“J’accuse Jrad” ! Article censuré par le quotidien la Presse de Tunisie

Voilà le patron de la seule et unique centrale syndicale ; la prestigieuse UGTT qui a toujours participé positivement à toutes les étapes de décolonisation de la Tunisie et de construction. L’UGTT, qui se retrouve sous la coupe de Ben Ali grâce à l’alignement de Jerad qui a été à sa solde, et dont il a été un des outils qui a permis à ZABA de museler les tunisiens afin de piller le pays.
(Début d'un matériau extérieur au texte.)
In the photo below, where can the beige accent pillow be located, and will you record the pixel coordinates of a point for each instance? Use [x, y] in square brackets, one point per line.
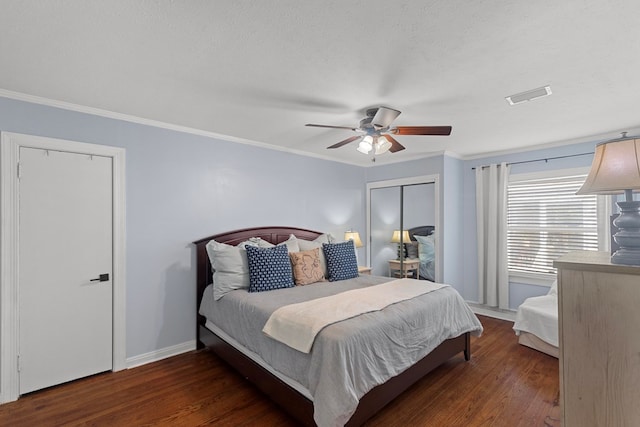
[306, 267]
[306, 245]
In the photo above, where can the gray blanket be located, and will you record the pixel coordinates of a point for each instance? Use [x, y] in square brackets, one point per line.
[350, 357]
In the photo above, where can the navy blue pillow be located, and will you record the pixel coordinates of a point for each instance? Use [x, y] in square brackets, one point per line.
[269, 268]
[341, 260]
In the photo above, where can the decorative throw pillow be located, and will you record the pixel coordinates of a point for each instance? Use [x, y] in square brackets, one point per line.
[269, 268]
[230, 268]
[306, 267]
[307, 245]
[341, 260]
[426, 248]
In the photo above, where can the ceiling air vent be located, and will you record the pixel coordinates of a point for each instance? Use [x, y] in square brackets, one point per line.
[529, 95]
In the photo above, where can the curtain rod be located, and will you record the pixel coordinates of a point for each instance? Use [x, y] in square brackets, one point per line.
[546, 159]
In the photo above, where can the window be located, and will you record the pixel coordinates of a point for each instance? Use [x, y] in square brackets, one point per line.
[546, 219]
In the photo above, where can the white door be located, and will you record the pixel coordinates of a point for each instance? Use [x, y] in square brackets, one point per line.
[65, 241]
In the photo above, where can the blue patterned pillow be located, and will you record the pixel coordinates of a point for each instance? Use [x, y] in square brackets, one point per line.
[341, 260]
[269, 268]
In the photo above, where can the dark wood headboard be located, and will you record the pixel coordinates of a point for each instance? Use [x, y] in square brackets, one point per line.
[273, 235]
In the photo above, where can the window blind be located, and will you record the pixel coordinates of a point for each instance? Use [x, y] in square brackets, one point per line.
[546, 219]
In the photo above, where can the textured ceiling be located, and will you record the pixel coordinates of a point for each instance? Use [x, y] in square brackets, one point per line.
[258, 71]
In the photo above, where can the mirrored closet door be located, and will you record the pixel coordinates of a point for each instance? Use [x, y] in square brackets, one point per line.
[401, 226]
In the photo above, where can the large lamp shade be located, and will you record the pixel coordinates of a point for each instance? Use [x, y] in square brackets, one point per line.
[616, 170]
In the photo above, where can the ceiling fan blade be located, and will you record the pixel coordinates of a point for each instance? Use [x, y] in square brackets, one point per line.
[395, 145]
[331, 127]
[422, 130]
[345, 142]
[384, 117]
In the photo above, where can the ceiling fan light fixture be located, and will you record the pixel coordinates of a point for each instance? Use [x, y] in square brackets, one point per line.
[382, 145]
[365, 145]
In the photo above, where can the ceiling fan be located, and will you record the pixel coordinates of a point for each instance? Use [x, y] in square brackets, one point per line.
[375, 131]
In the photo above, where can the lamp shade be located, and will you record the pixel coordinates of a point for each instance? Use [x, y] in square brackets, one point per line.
[396, 236]
[615, 168]
[355, 236]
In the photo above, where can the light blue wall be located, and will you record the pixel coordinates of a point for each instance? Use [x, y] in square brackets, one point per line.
[451, 238]
[182, 187]
[518, 291]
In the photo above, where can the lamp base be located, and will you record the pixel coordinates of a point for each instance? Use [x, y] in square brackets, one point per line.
[628, 236]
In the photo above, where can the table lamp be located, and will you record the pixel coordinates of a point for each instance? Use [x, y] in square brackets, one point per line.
[355, 236]
[616, 170]
[400, 239]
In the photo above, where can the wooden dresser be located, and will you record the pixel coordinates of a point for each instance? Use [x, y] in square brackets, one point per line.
[599, 321]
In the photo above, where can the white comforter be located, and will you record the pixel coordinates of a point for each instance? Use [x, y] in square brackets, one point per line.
[349, 357]
[298, 324]
[539, 316]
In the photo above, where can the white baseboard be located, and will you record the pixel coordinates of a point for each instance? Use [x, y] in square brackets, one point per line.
[508, 315]
[156, 355]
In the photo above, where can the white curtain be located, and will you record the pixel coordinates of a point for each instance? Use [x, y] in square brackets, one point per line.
[491, 209]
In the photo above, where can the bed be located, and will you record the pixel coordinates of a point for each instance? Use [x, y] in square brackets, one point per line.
[422, 247]
[286, 390]
[536, 322]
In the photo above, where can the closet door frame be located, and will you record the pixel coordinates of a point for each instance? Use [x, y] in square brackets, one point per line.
[424, 179]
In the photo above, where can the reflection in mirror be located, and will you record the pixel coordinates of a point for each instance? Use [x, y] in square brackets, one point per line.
[410, 208]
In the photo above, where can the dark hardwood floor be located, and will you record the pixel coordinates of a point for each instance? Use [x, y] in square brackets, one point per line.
[504, 384]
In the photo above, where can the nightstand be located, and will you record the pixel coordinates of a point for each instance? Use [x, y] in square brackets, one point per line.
[364, 270]
[410, 268]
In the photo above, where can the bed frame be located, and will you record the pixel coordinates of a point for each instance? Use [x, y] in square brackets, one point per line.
[297, 405]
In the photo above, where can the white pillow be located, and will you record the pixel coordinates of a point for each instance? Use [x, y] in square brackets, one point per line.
[230, 265]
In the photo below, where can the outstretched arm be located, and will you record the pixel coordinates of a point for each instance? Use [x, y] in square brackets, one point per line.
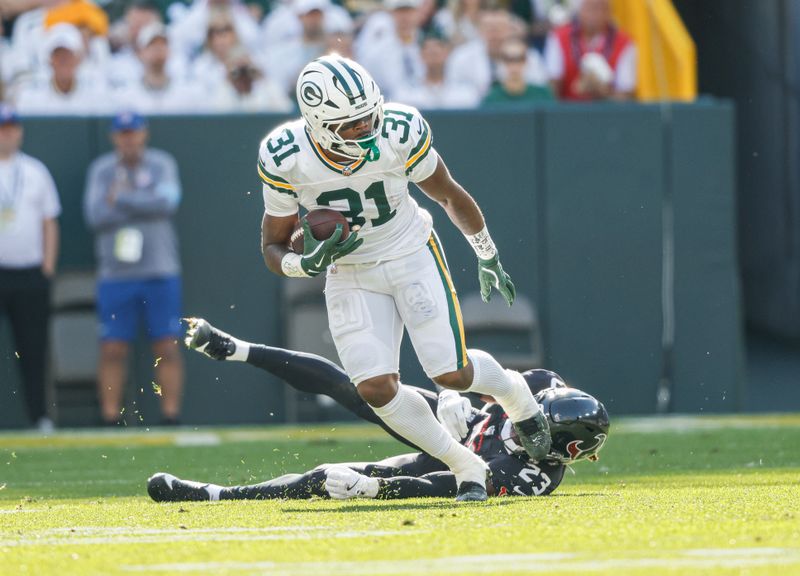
[464, 212]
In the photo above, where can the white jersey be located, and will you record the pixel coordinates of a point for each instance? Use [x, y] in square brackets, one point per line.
[373, 195]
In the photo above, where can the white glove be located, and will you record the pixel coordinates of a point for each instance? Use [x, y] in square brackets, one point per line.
[343, 483]
[453, 411]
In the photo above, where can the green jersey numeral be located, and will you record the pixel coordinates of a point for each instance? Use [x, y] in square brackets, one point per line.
[376, 192]
[396, 120]
[275, 145]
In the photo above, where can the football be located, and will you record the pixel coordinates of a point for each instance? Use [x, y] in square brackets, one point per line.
[322, 223]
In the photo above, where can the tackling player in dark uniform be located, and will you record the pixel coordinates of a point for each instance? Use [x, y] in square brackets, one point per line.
[578, 424]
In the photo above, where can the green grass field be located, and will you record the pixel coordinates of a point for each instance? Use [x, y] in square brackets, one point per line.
[675, 496]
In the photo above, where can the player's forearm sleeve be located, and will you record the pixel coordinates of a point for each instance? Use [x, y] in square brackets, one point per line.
[433, 485]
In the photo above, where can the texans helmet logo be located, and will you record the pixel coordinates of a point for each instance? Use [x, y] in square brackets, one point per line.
[575, 450]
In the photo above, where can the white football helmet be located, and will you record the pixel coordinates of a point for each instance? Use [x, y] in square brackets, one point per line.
[332, 91]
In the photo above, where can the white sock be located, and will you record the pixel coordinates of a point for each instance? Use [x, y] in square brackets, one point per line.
[410, 416]
[241, 352]
[507, 386]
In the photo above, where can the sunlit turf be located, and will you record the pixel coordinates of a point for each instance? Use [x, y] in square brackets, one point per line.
[674, 496]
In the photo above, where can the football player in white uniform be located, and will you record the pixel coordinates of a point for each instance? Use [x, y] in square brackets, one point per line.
[351, 153]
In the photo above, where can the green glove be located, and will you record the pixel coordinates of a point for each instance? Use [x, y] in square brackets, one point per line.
[319, 254]
[491, 275]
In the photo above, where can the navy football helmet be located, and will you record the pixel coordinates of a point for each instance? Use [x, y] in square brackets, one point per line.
[578, 423]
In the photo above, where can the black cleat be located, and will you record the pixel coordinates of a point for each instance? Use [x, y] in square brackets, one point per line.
[168, 488]
[534, 435]
[471, 492]
[203, 337]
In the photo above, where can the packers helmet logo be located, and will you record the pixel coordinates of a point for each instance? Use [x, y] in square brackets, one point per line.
[311, 94]
[575, 450]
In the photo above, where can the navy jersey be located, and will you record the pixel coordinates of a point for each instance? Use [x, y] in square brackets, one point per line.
[513, 474]
[489, 436]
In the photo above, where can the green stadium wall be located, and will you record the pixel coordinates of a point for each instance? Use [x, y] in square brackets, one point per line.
[575, 197]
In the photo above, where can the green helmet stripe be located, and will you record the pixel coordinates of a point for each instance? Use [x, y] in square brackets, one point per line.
[354, 76]
[339, 76]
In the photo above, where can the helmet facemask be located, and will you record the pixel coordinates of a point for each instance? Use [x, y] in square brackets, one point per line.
[366, 146]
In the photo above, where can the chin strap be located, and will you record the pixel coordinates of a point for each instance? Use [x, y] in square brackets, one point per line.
[373, 152]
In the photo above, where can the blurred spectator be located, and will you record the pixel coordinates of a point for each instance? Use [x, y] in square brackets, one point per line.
[247, 89]
[284, 61]
[339, 37]
[435, 91]
[24, 54]
[208, 68]
[513, 86]
[131, 196]
[458, 20]
[125, 64]
[393, 57]
[92, 22]
[282, 24]
[590, 58]
[190, 33]
[29, 208]
[62, 91]
[158, 90]
[478, 62]
[82, 14]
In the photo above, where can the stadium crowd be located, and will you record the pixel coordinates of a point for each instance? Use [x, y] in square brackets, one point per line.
[61, 57]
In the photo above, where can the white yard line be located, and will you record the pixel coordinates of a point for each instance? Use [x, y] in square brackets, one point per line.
[22, 511]
[112, 536]
[689, 560]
Ce même Jerad a soutenu Ben Ali dans sa répression de la révolte du bassin minier de Redaîef en 2008, toujours le même Jerad qui a aidé Ben Ali à nettoyer la centrale syndicale des véritables militants afin de se partager le pouvoir dans le pays ; l’un à la tête de la sécurité et du RCD, l’autre fidélisant le syndicat.

Le comble c’est que c’est ce même fidèle de Ben Ali jusqu’au 12 Janvier 2011 qui se retrouve encore une fois au premier plan pour participer à la décision postrévolutionnaire !!!

Récapitulons ses manœuvres machiavéliques :

– Il participe après de longues discussions au premier gouvernement ;

– Il retire ses 3 ministres et fait tomber le même gouvernement ;

– Il négocie pour enfin accepter le deuxième gouvernement ;

– Il comprend par ailleurs que les rapports de force ont changé dans le pays et il décide de sauter dans le train du conseil de soi-disant protecteur de la révolution ;

– A travers ce même conseil, il déstabilise et fait chuter le même gouvernement qu’il a soutenu.

Absence totale de principes ou opportunisme flagrant ?

Voyons maintenant quel rôle il a joué à l’intérieur de ce conseil qui se veut porte-parole du peuple tunisien :  se basant sur la légalité de la centrale syndicale, les autres 27 groupuscules de ce conseil qui ne représentent qu’eux mêmes sont censés apporter à Jerad la légitimité qu’il a évidemment perdue de part ses malversations sous l’ancien régime. Le pire c’est que ce même conseil a l’audace de réclamer un décret-loi au président provisoire afin qu’il les légalise alors même qu’il le considère comme étant illégitime. C’est un peu compliqué je vous le concède de suivre le jeu dangereux de tels opportunistes !

Ce même conseil veut se donner des prérogatives de participation aux décisions du gouvernement provisoire, comme un gouvernement parallèle ; alors que la majorité silencieuse est au travail et voudrait sauver la Tunisie du chaos et de la faillite économique qui risquerait de s’en suivre.

Edmond Burke disait : “Pour triompher, le mal n’a besoin que de l’inaction des gens de bien”. C’est la raison pour laquelle la majorité a quitté son silence pour manifester tous les jours de 17 heures à 19 heures à El Menzah, pour la plupart après une difficile journée de travail… à bon entendeur Monsieur Hamma El Hammami : respectez les travailleurs vous qui êtes plus familier des situations ambigües que du labeur. Sachant que ce n’est pas par hasard que ceux qui font le siège à la Kasbah vous ont demandé de ne plus ni les visiter ni de parler en leur nom.

Pour revenir à Jerad, qu’il sache que les tunisiens n’ont pas oublié les conditions de la vente de l’assurance de l’UGTT, ni celle de l’hôtel Amilcar à Monsieur Jean Jacques Demri, juif tunisien de Paris, lequel hôtel est en train de tomber en ruine laissant les 800 familles qui en dépendaient dans une situation alarmante.

Merci pour eux, Monsieur le défenseur des ouvriers tunisiens. Ils n’oublieront pas non plus la série de grèves du personnel de Tunis Air dont votre fils Samir est l’instigateur pour participer à l’instauration de l’état de panique désiré par Ben Ali après son départ. Dans la même institution, ils n’oublieront certainement pas non plus la participation de l’UGTT dans la dislocation et la privatisation de ce bien national.

Mr Jerad semble en fait omniprésent dans toutes les situations contre-révolutionnaires, une évidence quand on sait que l’UGTT est littéralement infestée de RCDistes. Nous ne serons pas dupes des manœuvres visant soit-disant à écarter des gens du RCD de toutes les décisions post-révolutionnaires.

Je profite en tant que militant des droits de l’homme, depuis sa création en 1976, pour demander à Mokhtar Trifi de se retirer de ce conseil en tant que président de la Ligue tunisienne de défense des droits de l’homme car elle compte parmi ses membres beaucoup trop de militants du RCD.